La Commissione ha cercato di realizzare una consapevolezza sistematica e strategica contro le mafie, e in questa lotta integrata ha visto come prioritario il ruolo delle agenzie formative. Di qui, fra l'altro, l'impulso dato in Commissione allo Sportello Scuola e Volontariato, culminato con la redazione del volume "Conoscere le mafie. Costruire la legalità", inviato recentemente a tutte le scuole d'Italia nel presupposto che è nella trasmissione dei saperi, nel lavorare cultura, nel sedimentare coscienza che è riposto il cuore della legalità.
La Commissione consegna questo indirizzo, da arricchire e sviluppare, perché indagine, repressione, saperi e passione civile sappiano trovare insieme la strada lungo la quale coscienza personale e vita pubblica siano in grado di sradicare il fenomeno della mafia nelle sue fondamenta.
La prossima Commissione antimafia che sarà istituita dal nuovo Parlamento ha davanti a sé compiti molto impegnativi che derivano dai problemi irrisolti e dalle nuove sfide degli anni a venire.

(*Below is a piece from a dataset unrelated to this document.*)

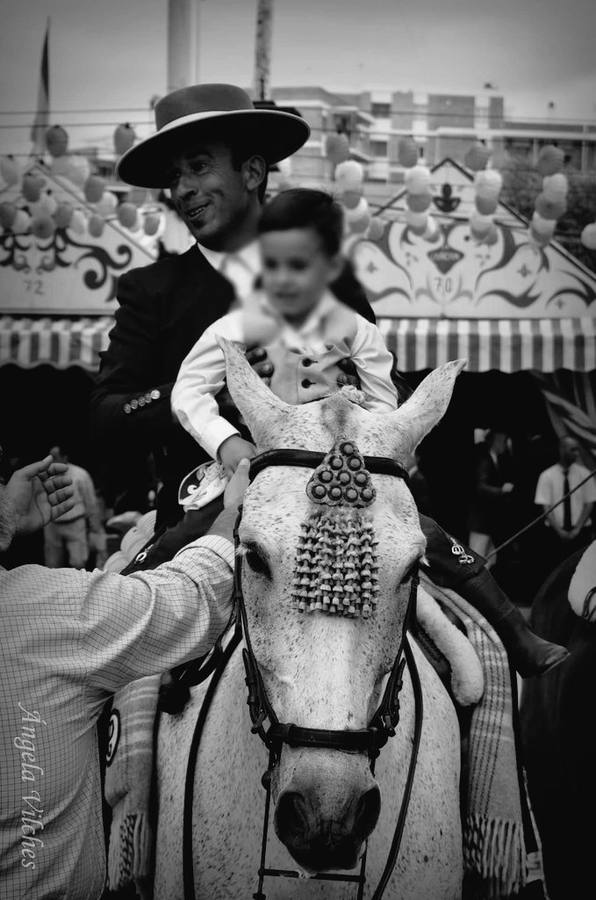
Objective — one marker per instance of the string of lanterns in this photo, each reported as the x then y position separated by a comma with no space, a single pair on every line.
84,204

Tradizionalmente, tra l'insediamento delle nuove Camere e l'elezione della Commissione antimafia sono sempre trascorsi alcuni mesi. Mesi di vuoto, di assenza di iniziativa parlamentare sul tema. Le cose fin qui dette ci spingono ad affermare che i vuoti sono un punto debole dell'azione contro le mafie.
Per questo è importante invertire la tendenza rispetto alle legislature precedenti mettendo subito al lavoro la nuova Commissione antimafia.
La proposta che avanziamo è che il Parlamento valuti tutti gli strumenti normativi e procedurali a sua disposizione per garantire un carattere sostanzialmente permanente alla Commissione antimafia; tale carattere permetterebbe al Parlamento di dotarsi ad inizio di ogni legislatura di un organo con funzioni di inchiesta sul fenomeno della criminalità organizzata la cui azione, d'altronde, non conosce pause e che ancora oggi presenta caratteri strutturali e duraturi.